A prespecified substudy of the HEART-FID trial has found that ferric carboxymaltose (FCM), a recommended therapy for iron deficiency (ID) in heart failure with reduced ejection fraction (HFrEF), frequently induces moderate to severe hypophosphatemia. However, the condition appears to be transient, clinically benign, and not associated with adverse events.

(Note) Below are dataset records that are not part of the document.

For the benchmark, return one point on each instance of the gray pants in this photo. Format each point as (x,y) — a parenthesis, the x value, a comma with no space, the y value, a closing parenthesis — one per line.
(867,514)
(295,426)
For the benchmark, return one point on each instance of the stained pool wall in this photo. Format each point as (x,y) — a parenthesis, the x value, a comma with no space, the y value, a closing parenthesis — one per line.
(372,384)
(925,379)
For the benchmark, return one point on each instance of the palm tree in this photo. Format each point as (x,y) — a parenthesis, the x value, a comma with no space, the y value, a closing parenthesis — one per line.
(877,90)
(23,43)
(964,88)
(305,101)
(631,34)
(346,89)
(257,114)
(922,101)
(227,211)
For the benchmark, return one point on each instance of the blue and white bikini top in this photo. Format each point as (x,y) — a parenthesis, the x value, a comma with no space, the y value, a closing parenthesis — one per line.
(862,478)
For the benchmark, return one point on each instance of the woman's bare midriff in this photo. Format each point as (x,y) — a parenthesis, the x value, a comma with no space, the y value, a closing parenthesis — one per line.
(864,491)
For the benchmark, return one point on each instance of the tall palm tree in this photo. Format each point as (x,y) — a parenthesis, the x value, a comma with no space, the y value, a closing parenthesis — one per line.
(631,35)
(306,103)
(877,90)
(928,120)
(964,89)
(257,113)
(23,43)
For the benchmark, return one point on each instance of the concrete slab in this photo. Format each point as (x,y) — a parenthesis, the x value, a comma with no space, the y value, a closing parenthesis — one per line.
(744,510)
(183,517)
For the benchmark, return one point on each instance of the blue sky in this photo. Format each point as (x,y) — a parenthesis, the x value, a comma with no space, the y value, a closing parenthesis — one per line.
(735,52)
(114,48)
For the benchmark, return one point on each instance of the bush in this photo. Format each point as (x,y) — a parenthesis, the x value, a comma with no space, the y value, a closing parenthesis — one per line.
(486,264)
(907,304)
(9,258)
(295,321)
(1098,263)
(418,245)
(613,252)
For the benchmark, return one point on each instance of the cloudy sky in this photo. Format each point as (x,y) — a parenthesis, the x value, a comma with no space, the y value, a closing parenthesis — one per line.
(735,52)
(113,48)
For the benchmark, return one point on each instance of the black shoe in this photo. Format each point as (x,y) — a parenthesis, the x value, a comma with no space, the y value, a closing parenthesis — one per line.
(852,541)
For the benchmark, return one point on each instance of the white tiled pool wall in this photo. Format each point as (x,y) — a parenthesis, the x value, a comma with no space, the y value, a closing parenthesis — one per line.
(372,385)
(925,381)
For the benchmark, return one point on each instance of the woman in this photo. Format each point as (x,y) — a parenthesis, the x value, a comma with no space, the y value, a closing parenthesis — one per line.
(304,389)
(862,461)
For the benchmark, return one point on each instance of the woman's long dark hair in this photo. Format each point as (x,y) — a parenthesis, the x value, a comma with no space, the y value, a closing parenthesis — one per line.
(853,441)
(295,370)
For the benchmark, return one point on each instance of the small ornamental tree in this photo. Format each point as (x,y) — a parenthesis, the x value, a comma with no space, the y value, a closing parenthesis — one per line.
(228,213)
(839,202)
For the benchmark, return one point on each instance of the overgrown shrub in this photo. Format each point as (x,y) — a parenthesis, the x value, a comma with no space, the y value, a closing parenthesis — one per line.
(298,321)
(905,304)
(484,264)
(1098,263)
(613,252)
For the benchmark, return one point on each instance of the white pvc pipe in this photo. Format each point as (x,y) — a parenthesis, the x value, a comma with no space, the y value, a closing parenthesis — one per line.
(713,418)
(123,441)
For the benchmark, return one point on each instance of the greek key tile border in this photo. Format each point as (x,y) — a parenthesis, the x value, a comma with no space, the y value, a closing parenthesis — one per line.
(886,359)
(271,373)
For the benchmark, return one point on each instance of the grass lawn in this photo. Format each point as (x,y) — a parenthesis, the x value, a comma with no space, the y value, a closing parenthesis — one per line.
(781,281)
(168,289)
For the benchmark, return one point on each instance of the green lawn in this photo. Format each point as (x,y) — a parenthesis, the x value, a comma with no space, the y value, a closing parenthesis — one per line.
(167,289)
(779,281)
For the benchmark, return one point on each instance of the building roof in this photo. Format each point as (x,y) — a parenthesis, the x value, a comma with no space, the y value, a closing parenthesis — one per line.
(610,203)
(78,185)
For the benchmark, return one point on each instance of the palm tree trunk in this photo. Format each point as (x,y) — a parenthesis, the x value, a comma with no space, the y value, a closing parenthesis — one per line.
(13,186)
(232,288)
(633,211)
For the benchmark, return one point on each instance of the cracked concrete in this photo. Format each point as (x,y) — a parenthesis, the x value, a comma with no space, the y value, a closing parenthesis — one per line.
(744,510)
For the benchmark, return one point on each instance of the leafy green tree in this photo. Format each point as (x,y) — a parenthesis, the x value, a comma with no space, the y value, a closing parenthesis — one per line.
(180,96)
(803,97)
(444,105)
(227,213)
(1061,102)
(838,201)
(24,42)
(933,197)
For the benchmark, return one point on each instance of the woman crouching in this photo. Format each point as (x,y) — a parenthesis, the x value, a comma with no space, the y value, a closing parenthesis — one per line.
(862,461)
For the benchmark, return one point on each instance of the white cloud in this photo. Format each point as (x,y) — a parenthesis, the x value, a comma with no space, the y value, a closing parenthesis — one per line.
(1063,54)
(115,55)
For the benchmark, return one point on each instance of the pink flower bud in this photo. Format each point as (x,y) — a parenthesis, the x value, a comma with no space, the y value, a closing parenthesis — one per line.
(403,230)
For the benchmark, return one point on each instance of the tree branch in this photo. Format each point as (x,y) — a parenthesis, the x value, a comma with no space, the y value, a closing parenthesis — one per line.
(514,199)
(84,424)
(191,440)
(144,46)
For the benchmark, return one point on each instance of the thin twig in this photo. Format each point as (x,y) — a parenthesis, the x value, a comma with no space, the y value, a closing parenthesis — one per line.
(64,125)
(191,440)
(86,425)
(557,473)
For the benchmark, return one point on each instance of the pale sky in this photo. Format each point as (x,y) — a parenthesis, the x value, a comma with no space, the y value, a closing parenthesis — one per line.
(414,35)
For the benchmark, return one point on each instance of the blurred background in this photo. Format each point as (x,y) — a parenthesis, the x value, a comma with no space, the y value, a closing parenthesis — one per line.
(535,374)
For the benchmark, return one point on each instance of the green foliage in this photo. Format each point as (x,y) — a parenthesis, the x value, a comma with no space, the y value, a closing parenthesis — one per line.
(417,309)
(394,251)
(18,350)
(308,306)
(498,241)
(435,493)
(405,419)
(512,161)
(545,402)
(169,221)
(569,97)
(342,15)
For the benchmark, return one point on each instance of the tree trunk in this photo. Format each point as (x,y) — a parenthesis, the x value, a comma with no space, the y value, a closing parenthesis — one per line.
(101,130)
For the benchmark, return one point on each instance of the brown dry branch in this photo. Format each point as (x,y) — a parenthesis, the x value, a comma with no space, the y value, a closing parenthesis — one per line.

The study, published in European Journal of Heart Failure, analyzed 133 ambulatory HFrEF patients with ID who were randomized to receive either FCM (n = 62) or placebo (n = 71) and followed over eight visits spanning six months. The mean age of participants was 68 years, 41.4% were women, and 21.8% had chronic kidney disease. Researchers assessed changes in serum phosphate, 25-hydroxyvitamin D, 1,25-dihydroxyvitamin D, and parathyroid hormone (PTH) levels.

Phosphate reductions were observed in 57.6% of the FCM group compared with only 10.3% in the placebo group. The lowest phosphate levels were recorded at day 21 following FCM infusion, with a mean drop of −0.36 mmol/L; 51% of treated patients experienced moderate to severe hypophosphatemia. Concurrent reductions in 1,25-dihydroxyvitamin D and increases in PTH were noted, while 25-hydroxyvitamin D levels remained stable throughout. These changes were resolved by day 91. There were no serious or symptomatic adverse events associated with hypophosphataemia.